1. Give Her a Safe Place
The holidays can be an overwhelming time for anyone, but especially your senior dog. Remember, she doesn’t know the in-laws are coming, and their arrival can be stressful. To go from a relatively quiet house to a house full of strange people is a significant stress for older dogs. Not only that, but as dogs age their perception senses start to dull. A blind and or deaf senior dog cannot relate to new people as well as an adult dog can. Visiting family can be an extreme emotional stress for a senior dog who cannot see or hear how many people are in her space.
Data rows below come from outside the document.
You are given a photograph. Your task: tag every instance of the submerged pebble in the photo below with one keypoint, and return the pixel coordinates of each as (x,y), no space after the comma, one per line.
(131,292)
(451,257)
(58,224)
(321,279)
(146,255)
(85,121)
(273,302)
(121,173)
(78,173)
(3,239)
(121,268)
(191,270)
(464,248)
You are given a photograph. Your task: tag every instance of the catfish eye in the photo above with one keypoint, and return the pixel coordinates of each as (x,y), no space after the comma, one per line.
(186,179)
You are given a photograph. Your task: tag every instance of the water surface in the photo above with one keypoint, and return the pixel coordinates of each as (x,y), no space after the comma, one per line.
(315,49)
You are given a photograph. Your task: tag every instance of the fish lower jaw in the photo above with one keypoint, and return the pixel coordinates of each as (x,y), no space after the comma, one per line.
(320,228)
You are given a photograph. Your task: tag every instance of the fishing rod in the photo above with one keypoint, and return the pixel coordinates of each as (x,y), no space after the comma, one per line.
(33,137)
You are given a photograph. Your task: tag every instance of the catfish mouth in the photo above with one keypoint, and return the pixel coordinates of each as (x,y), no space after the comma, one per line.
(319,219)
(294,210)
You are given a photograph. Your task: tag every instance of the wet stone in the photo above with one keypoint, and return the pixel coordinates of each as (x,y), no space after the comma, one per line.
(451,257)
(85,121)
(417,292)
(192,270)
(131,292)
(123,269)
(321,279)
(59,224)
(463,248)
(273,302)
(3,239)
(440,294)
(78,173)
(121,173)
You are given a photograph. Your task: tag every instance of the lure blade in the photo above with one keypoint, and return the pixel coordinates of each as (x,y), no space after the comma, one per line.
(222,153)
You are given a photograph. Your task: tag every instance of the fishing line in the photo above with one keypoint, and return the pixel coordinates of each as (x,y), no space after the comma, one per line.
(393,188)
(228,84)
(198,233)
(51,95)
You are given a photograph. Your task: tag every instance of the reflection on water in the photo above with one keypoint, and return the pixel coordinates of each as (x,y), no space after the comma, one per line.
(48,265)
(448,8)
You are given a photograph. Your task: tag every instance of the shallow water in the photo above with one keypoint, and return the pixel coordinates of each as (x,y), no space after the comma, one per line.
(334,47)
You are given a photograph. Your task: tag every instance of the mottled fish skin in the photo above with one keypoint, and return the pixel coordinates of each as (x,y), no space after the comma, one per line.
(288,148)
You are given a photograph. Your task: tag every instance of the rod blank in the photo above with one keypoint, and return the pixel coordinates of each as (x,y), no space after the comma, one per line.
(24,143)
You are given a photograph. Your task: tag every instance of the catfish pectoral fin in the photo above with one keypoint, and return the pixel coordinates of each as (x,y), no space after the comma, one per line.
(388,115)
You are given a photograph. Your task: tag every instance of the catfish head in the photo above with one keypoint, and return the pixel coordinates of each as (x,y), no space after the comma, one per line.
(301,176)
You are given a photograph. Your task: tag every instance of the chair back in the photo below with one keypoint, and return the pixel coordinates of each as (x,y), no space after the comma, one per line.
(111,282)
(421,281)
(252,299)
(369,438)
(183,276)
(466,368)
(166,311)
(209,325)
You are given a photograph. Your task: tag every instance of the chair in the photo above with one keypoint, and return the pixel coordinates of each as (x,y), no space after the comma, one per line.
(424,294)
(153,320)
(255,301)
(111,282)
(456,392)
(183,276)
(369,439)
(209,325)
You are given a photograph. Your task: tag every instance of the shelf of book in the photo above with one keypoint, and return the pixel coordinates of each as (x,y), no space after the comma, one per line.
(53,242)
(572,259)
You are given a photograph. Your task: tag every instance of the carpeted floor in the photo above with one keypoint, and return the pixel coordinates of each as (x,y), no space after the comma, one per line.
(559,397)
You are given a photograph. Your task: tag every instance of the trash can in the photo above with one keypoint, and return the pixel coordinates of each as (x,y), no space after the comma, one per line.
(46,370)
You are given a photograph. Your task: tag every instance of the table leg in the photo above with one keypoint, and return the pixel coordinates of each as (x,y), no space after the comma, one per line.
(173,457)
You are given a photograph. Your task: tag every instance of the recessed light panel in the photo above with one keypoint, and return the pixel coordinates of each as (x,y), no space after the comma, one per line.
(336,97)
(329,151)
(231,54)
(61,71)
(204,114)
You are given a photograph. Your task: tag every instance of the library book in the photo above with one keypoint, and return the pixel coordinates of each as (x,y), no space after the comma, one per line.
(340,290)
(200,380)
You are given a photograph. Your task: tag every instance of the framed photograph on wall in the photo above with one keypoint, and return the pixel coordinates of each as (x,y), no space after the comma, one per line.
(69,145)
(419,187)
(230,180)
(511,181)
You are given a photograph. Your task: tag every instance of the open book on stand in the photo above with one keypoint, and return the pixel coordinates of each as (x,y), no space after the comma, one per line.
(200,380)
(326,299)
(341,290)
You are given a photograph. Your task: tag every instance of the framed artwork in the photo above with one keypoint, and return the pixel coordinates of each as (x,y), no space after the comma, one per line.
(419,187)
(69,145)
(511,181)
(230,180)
As a result, you should give your senior dog her own space for the holidays. Make sure she has an area where she can retire if she gets overwhelmed. Maybe this is a crate, or dog bed, or even just a quiet room. If your senior dog’s dog bed normally sits in the living room, move it to your bedroom and show it to her. Then keep people out of the bedroom. Keep in mind that young children can wander and are often attracted to pets. If your senior dog is easily overwhelmed, make it clear to visiting children that she is not to be disturbed while in her dog bed.
2. Keep Your Dog Warm
With a house full of relatives it is easy for a senior dog to get underfoot. Do not put your senior dog outside! Cold weather is extremely detrimental to senior dogs. The cold causes her joints to stiffen, and it causes her body to expend precious energy on keeping warm, rather than keeping healthy. You’ve heard that being outside in the cold can make you sick, and it is true. If you senior dog is warm, her body can use her energy to do other things, like build healthy bones and joints. If your senior dog is cold, her body has to spend her energy keeping warm, rather than staying healthy. Put your senior dog in an unused room with her memory foam dog bed. In some cases, senior dogs may even need a little extra boost to keep warm even though they are inside. Consider getting your senior dog a bed warmer.
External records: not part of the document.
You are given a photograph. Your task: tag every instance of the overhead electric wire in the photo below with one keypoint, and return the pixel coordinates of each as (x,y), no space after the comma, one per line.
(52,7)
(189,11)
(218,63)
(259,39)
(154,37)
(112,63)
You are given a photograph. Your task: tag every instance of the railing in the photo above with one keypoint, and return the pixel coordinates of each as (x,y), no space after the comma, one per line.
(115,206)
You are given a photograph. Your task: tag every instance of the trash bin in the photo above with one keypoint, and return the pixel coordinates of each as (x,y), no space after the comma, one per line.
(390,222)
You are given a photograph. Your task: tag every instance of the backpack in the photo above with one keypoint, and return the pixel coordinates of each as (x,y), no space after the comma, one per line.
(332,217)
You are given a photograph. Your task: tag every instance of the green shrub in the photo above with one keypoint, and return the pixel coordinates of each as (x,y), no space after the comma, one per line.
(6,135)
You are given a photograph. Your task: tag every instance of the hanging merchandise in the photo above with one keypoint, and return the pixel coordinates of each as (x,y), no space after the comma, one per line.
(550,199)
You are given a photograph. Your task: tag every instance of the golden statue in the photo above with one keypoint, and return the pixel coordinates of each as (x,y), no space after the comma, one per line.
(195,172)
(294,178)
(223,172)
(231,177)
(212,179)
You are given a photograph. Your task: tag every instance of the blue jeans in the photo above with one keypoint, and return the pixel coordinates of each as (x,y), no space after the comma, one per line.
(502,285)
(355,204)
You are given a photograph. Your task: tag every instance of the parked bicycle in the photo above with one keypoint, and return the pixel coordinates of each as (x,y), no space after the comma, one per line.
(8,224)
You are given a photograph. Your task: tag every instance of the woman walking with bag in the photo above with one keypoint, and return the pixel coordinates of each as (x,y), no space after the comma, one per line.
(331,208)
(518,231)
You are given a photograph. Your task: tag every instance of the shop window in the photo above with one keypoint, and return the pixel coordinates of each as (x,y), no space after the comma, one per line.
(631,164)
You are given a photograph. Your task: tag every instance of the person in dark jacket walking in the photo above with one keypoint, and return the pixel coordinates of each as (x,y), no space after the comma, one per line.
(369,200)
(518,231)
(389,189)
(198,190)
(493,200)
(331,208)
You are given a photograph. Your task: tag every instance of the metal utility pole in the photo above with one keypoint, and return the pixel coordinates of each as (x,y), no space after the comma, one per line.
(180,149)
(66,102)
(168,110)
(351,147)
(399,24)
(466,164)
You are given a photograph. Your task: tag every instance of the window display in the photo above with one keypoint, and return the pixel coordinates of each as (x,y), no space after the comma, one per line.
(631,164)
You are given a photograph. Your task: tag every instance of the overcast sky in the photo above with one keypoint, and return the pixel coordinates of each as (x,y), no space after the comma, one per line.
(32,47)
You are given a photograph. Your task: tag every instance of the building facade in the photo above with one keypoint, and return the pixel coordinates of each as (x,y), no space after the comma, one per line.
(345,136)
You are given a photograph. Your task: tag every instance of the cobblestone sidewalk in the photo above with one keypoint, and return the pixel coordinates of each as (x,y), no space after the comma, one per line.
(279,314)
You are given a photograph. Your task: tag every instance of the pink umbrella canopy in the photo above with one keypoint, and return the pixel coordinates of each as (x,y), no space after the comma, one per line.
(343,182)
3. Don’t Feed Your Dog Table Scraps
Food is a big part of the holidays. Sharing your holiday spirit with your senior dog isn’t a bad thing, but sharing your holiday meal with her is. Senior dogs have a low tolerance of certain types of fat. As senior dogs age this tolerance becomes even smaller. Feeding your senior dog bits of turkey or cheese is very bad for her. This can cause pancreatitis, which is an extremely serious disease in dogs that is caused by too much fat. In fact, vet emergency room visits spike in the holidays and many of those holiday cases are pancreatitis. If you want to give your senior dog a holiday treat do it, but make sure it is a dog treat.
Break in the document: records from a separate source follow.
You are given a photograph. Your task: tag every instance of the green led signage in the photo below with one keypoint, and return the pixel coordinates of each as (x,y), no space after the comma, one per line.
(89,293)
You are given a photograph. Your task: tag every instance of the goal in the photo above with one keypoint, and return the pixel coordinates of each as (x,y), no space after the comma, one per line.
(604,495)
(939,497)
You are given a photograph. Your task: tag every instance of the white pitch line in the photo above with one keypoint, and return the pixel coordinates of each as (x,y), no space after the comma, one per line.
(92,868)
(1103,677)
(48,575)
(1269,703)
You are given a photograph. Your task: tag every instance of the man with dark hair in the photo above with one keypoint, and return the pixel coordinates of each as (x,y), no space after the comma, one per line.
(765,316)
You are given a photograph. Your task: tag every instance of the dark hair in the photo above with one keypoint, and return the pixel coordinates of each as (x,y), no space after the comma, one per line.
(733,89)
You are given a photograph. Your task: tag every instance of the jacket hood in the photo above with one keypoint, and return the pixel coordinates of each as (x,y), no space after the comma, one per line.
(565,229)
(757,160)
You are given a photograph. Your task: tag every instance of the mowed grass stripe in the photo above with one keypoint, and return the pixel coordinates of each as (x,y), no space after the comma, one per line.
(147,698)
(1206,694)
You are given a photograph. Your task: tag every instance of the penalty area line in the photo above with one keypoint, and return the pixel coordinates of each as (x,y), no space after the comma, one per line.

A great edible dog present is a dental chew. Dogs cannot brush their teeth, and gingivitis can become serious enough to poison the blood stream. While your senior dog should have regular teeth cleanings, getting your dog treats that are specifically designed to help break up plaque and bacteria in her mouth is a great way to kill to birds with one stone. Dental treats are available at pet stores and dogs love them. Keep in mind that giving a treat to a dog isn’t about what the treat is. Your dog will know that you gave her something, and that is what matters to her.